CMOS technology scaling has been a primary driving force to increase the processor performance. A drawback of this trend lies in a continuing increase in leakage power dissipation, which now accounts for an increasingly large share of processor power dissipation. On-chip SRAM memories such as caches, branch predictor, and TLBs account for a large fraction of total processor power consumption and much of it is leakage power because of their large size. High leakage power dissipation not only increases the overall processor power dissipation but also increases its temperature. The positive feedback loop between temperature and leakage power causes a further increase in both of them. Furthermore, some of the SRAM-based structures are temperature hot-spots on a chip, e.g. register files, BTB, and ITLB. Finally, higher temperature reduces chip reliability and usable lifetime and increases the complexity of packaging and cooling design.
A number of process and circuit techniques have been proposed to significantly reduce the leakage of the memory cell array in SRAMs. Recent results have shown that leakage in SRAM peripheral circuits, such as word-line, input and output drivers, etc. are now the main sources of leakage. In response to the improving share of leakage in peripheral circuits, this thesis explores an integrated circuit and architectural approach to reduce leakage in on-chip SRAM memories peripheral circuitry.
At the circuit level, one approach to reduce the sub-threshold leakage in SRAM peripheral circuits is to use stacked sleep transistors. The drawback of using sleep transistors is the time delay that they add to SRAM access time, which may lead to increased execution time and therefore potentially higher energy consumption. To reduce SRAM “wakeup” delay this work proposes sharing sleep transistors and using them in a zig-zag, or alternating, fashion across stages of multi-stage drivers, such as the SRAM word-line driver. We show that by adapting the bias voltage of the sleep transistor in zigzag share circuit one can trade leakage reduction and wakeup delay in the zig-zag share scheme. We thus propose to use several low-leakage power modes with different wakeup times to better control the SRAM peripheral circuit leakage. We further explore the design space of sleep transistor insertion in SRAM peripheral circuitry and showed the effect of sleep transistor size, its gate bias and the number of horizontal and vertical level sharing on the trade off between the leakage power savings and the impact on instability, area, dynamic power, propagation delay, wakeup delay, rise time and fall time of the peripheral circuit of SRAM.

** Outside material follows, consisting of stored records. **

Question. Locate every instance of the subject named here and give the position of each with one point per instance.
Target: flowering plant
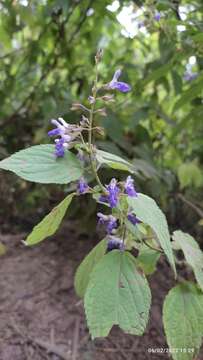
(111, 280)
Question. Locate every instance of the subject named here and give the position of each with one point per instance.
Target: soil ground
(42, 318)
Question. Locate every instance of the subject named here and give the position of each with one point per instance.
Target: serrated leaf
(85, 268)
(188, 95)
(114, 161)
(38, 164)
(147, 259)
(50, 223)
(148, 212)
(117, 294)
(192, 253)
(183, 320)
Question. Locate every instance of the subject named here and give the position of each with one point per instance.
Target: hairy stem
(91, 123)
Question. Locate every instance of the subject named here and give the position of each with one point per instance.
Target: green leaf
(192, 253)
(84, 270)
(38, 164)
(148, 211)
(188, 95)
(147, 259)
(114, 161)
(50, 223)
(117, 294)
(183, 320)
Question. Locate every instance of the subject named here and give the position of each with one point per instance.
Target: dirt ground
(42, 318)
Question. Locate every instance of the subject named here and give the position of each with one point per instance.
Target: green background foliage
(47, 53)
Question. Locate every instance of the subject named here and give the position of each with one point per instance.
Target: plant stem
(91, 120)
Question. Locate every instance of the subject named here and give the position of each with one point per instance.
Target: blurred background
(47, 50)
(47, 53)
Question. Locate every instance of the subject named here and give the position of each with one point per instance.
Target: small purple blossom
(129, 187)
(112, 194)
(115, 243)
(109, 221)
(141, 24)
(59, 147)
(118, 85)
(113, 190)
(82, 187)
(67, 133)
(189, 76)
(133, 219)
(157, 16)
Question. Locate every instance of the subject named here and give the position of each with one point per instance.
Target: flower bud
(101, 112)
(108, 98)
(77, 106)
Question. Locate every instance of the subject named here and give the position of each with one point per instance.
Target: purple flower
(189, 76)
(82, 187)
(118, 85)
(129, 187)
(112, 194)
(109, 221)
(115, 243)
(157, 16)
(133, 219)
(67, 133)
(140, 24)
(113, 190)
(59, 147)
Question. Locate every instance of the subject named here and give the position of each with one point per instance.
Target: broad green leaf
(117, 294)
(192, 253)
(50, 223)
(148, 211)
(183, 320)
(38, 164)
(85, 268)
(147, 259)
(114, 161)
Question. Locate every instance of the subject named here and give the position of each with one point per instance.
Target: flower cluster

Now, the question is when and how to use these different low-leakage modes for each of the SRAM units to maximize the leakage reduction while minimizing the wakeup delay and its impact on performance. We answer to these questions at architecture level, by proposing several micro-architectural techniques to control multiple sleep modes.
We explored an integrated circuit and architectural approach to minimize leakage power dissipation and consequently also reduce the temperature of on-chip SRAMs in the L2, DL1 and IL1 caches, Branch Predictor, Floating Point and Integer Register Files, Floating Point and Integer Rename units, and Instruction and Data TLBs in both high performance and embedded processors.
We evaluated the leakage reduction in individual units and showed a large leakage power reduction. Resulting temperature reduction, including the effect of positive feedback between temperature and leakage power, is also evaluated. A significant temperature reduction is achieved in each unit.